Gómez Palacio, Durango; Mexico;
- Broadcast area: Comarca Lagunera
- Frequency: 106.7 FM
- Branding: Pasión FM

Programming
- Format: Romantic

Ownership
- Owner: Radiorama; (Emisoras de Torreón, S.A. de C.V.);
- Operator: GPS Media

History
- First air date: January 23, 1962 (concession) 2011 (FM)
- Former frequencies: 1010 AM

Technical information
- Class: B1
- ERP: 25 kW
- Transmitter coordinates: 25°32′58″N 103°28′07″W﻿ / ﻿25.54944°N 103.46861°W

Links
- Webcast: Listen live

= XHVK-FM =

Radio station in Gómez Palacio, Durango

XHVK-FM is a radio station on 106.7 FM in Gómez Palacio, Durango. The station is owned by Radiorama and carries a romantic music format known as Pasión.

==History==
XHVK began as XEVK-AM 1010, with a concession awarded to Emisoras de Torreón, S.A., property of José Luis de la Rosa, on January 23, 1962. Before even going on air, XEVK went on strike, because the National Union of Radio Station Employees wanted a collective contract signed for the new station.

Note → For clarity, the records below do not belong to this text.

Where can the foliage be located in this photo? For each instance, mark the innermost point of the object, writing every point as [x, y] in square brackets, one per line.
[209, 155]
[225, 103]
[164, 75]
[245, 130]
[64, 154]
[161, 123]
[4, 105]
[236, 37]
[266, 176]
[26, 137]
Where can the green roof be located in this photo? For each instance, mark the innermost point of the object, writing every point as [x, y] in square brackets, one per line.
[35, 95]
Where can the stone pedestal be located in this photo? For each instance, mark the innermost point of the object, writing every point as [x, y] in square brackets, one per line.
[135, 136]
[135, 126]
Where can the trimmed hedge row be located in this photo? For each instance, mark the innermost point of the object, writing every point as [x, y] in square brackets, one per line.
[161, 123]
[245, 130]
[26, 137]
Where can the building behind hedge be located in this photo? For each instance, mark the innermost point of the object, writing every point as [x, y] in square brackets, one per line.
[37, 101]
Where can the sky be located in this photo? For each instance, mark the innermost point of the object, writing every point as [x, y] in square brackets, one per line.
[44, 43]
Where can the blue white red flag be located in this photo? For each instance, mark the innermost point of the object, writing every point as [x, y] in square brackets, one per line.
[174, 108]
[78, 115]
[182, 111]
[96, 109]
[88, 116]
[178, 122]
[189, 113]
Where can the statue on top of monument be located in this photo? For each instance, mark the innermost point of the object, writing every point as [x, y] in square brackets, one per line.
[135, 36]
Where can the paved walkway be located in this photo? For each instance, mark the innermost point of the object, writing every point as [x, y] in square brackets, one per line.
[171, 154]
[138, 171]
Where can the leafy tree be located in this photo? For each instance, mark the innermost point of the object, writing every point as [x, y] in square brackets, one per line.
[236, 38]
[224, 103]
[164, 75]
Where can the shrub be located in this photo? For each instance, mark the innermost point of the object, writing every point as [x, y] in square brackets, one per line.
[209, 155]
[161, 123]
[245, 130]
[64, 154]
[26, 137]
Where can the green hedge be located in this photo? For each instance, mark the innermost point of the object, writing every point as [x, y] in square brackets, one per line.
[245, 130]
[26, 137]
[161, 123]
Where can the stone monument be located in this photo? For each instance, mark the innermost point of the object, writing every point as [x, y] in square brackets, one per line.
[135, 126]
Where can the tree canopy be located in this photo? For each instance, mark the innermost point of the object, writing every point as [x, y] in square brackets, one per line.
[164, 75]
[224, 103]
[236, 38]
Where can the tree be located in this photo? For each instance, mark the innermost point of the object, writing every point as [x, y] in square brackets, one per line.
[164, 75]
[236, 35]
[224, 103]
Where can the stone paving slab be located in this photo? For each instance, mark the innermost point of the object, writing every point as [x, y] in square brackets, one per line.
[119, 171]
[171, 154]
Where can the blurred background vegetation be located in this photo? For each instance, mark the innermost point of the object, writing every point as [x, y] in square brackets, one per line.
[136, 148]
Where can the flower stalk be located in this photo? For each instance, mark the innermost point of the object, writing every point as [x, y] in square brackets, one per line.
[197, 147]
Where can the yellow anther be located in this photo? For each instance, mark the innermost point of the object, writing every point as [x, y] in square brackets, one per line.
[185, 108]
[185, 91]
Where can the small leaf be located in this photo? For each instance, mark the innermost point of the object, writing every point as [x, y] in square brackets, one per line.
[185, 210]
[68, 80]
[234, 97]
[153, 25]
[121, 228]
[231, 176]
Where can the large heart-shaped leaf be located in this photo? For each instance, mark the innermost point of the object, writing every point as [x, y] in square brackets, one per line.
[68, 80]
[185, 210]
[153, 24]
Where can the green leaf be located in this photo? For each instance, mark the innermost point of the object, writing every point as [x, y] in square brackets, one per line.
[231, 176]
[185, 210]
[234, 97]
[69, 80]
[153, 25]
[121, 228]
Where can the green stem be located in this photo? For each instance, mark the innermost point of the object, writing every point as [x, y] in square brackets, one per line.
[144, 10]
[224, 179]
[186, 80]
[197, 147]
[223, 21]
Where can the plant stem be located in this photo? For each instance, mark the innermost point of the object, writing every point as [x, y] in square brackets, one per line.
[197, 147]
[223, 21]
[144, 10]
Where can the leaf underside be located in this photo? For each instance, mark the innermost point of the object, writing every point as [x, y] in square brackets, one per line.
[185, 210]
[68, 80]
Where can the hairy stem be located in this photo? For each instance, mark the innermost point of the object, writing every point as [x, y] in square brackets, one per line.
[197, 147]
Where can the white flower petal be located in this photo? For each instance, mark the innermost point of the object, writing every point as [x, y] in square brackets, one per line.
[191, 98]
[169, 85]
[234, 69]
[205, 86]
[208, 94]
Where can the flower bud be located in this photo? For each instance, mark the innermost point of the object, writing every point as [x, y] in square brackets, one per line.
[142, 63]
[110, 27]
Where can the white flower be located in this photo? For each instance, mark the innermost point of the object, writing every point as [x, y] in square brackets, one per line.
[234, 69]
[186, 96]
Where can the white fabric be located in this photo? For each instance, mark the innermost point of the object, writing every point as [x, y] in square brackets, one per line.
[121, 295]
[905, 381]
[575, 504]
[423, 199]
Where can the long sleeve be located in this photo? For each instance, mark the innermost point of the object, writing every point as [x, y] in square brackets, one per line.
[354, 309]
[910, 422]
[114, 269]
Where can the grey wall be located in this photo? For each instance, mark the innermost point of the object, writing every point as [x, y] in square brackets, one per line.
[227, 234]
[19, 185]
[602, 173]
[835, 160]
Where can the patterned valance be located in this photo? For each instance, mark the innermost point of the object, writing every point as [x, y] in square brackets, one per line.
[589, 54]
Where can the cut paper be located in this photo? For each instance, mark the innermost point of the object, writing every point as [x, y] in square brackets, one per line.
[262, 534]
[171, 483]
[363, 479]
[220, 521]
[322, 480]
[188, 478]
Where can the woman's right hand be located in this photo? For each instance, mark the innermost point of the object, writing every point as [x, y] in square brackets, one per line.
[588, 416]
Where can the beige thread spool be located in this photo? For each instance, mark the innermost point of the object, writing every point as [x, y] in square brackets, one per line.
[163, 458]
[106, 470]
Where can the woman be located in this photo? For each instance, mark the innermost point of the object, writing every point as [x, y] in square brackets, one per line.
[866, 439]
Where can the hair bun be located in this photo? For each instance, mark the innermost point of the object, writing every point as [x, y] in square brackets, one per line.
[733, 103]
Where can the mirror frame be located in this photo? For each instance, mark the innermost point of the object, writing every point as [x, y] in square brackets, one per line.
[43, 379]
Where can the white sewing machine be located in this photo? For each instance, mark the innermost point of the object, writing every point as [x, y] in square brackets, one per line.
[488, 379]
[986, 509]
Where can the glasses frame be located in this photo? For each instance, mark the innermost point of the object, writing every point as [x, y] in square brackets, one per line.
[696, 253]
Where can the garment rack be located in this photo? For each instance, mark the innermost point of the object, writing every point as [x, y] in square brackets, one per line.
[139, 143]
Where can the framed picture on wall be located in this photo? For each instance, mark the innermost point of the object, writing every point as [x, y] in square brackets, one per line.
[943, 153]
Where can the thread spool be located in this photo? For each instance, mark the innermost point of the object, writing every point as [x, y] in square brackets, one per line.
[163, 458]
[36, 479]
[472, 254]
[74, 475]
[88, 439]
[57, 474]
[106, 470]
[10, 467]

It migrated to FM in 2011 on 106.7 MHz.

XHVK as Vida Romántica to December 2021

As part of the 2017 renewal of XHVK's concession, it was slated to move to 96.7 MHz in the near future in order to clear 106-108 MHz as much as possible for community and indigenous radio stations, however, the station did not change its frequency because the concessionaire never paid the renewal fee, causing the concession to expire. The Vida Romántica brand was dropped for "Pasión" in 2021, remaining in the romantic format.